The authors constructed FIND, a benchmark suite containing over 2000 procedurally generated functions with varying complexity and domains, including numeric, string, and synthetic neural modules. They evaluate different interpretation methods, including non-interactive (MILAN-like) and interactive (Automated Interpretability Agents), using off-the-shelf LMs like GPT-4, GPT-3.5, and Llama-2. Evaluation involves comparing generated descriptions with ground-truth explanations using code execution accuracy and a novel unit-testing protocol with a fine-tuned Vicuna-13b as an evaluator.

Result

GPT-4 consistently outperforms other LMs as an interpretability agent, demonstrating the potential of LMs for automated interpretability.

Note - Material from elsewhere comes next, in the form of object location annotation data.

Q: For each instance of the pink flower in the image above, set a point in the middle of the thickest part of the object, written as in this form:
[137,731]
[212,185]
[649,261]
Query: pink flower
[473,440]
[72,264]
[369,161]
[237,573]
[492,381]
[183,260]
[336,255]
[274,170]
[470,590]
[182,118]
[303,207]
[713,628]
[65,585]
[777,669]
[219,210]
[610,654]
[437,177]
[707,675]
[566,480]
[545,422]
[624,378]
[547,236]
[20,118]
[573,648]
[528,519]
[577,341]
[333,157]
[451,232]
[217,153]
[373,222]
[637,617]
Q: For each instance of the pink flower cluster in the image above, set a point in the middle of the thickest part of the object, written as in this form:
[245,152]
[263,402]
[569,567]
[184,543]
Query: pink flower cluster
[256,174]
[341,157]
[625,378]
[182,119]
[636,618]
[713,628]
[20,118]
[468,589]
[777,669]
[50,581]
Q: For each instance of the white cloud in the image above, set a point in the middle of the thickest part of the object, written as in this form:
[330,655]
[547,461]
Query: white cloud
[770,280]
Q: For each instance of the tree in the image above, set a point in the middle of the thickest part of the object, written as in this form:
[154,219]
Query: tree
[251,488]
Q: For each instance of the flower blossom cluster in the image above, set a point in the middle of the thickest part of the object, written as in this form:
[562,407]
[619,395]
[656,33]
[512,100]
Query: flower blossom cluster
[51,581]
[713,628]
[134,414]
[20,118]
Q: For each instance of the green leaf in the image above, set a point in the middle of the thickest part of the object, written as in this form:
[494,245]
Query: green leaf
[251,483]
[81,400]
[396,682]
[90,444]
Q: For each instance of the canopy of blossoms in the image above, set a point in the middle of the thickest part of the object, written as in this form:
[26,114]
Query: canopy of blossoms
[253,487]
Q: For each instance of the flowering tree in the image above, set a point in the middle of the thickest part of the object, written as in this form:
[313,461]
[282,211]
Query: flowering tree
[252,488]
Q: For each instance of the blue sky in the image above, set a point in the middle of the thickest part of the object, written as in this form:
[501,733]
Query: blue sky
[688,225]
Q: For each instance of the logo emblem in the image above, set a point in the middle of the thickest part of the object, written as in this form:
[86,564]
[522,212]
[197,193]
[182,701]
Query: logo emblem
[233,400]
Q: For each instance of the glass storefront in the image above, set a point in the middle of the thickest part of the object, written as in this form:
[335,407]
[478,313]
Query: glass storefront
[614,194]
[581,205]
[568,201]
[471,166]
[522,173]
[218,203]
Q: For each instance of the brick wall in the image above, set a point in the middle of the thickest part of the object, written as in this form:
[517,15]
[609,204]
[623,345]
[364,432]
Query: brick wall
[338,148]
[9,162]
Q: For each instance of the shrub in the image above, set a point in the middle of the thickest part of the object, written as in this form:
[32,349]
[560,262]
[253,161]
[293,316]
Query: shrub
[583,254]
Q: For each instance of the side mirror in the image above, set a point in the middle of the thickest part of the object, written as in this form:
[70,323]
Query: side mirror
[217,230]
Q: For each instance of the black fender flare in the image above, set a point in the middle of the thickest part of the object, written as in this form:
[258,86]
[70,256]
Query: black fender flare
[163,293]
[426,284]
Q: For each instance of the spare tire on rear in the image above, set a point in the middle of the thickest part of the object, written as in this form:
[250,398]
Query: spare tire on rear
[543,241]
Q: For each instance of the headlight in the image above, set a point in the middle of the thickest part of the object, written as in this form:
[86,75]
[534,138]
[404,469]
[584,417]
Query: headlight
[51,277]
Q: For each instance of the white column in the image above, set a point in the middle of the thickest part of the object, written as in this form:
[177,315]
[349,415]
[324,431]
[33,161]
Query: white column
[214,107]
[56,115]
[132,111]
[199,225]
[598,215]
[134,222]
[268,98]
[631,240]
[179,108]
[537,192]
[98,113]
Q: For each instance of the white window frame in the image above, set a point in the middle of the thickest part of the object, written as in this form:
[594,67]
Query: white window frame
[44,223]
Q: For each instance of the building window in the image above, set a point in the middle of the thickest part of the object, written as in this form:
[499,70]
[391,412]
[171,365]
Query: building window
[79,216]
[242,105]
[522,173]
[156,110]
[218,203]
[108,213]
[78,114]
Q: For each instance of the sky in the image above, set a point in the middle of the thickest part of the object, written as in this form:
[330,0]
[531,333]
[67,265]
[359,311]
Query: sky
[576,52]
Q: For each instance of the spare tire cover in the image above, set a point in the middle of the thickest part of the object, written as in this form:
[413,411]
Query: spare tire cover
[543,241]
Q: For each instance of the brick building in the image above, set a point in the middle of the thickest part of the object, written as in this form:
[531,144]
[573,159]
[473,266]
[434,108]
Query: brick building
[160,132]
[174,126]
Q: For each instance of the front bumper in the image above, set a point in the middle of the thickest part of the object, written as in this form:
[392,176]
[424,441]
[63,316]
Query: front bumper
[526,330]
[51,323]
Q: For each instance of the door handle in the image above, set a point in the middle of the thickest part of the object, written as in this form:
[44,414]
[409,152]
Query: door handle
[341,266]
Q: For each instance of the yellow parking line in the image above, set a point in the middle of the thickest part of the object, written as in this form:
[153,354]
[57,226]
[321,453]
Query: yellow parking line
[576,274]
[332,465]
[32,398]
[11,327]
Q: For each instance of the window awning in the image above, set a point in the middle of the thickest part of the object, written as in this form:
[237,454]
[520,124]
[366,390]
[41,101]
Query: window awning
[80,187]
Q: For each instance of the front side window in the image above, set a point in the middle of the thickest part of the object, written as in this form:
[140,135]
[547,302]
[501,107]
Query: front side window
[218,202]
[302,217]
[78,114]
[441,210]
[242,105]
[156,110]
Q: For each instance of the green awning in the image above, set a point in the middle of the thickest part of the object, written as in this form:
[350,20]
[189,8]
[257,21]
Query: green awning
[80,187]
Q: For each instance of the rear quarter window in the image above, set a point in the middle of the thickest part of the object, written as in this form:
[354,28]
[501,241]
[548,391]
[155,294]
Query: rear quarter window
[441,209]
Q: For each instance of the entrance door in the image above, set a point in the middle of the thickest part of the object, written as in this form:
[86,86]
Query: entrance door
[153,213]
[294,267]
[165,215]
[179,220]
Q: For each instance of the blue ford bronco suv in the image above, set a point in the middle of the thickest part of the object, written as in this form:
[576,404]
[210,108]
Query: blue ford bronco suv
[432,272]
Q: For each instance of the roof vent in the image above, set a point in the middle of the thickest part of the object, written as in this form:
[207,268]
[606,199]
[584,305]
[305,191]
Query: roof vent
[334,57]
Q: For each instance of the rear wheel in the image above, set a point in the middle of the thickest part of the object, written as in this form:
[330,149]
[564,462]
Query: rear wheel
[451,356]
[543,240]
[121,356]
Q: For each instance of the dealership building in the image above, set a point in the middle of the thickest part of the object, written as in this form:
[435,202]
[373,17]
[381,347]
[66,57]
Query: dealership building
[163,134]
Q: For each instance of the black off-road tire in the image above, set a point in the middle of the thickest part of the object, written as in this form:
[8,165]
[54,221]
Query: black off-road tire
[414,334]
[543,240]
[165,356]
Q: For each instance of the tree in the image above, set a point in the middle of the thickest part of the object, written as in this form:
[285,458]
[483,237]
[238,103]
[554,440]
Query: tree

However, even GPT-4 struggles with complex functions, highlighting the need for additional tools and techniques beyond current LMs. Initializing the AIA with exemplars dramatically improves performance, suggesting the importance of strategic data selection. The unit-testing protocol with the fine-tuned Vicuna evaluator demonstrates strong agreement with human judgments.

LF

The authors acknowledge that FIND focuses solely on black-box interpretation and lacks evaluation on real-world models. Future work will extend FIND to encompass white-box interpretation problems, including descriptions of individual components within neural circuits. Additionally, the authors aim to explore tools for enhanced sampling and fine-tuning LMs specifically for interpretability.

Abstract

Labeling neural network submodules with human-legible descriptions is useful for many downstream tasks: such descriptions can surface failures, guide interventions, and perhaps even explain important model behaviors. To date, most mechanistic descriptions of trained networks have involved small models, narrowly delimited phenomena, and large amounts of human labor. Labeling all human-interpretable sub-computations in models of increasing size and complexity will almost certainly require tools that can generate and validate descriptions automatically. Recently, techniques that use learned models in-the-loop for labeling have begun to gain traction, but methods for evaluating their efficacy are limited and ad-hoc. How should we validate and compare open-ended labeling tools? This paper introduces FIND (Function INterpretation and Description), a benchmark suite for evaluating the building blocks of automated interpretability methods. FIND contains functions that resemble components of trained neural networks, and accompanying descriptions of the kind we seek to generate. The functions span textual and numeric domains, and involve a range of real-world complexities. We evaluate methods that use pretrained language models (LMs) to produce descriptions of function behavior in natural language and code. Additionally, we introduce a new interactive method in which an Automated Interpretability Agent (AIA) generates function descriptions. We find that an AIA, built from an LM with black-box access to functions, can infer function structure, acting as a scientist by forming hypotheses, proposing experiments, and updating descriptions in light of new data. However, AIA descriptions tend to capture global function behavior and miss local details. These results suggest that FIND will be useful for evaluating more sophisticated interpretability methods before they are applied to real-world models.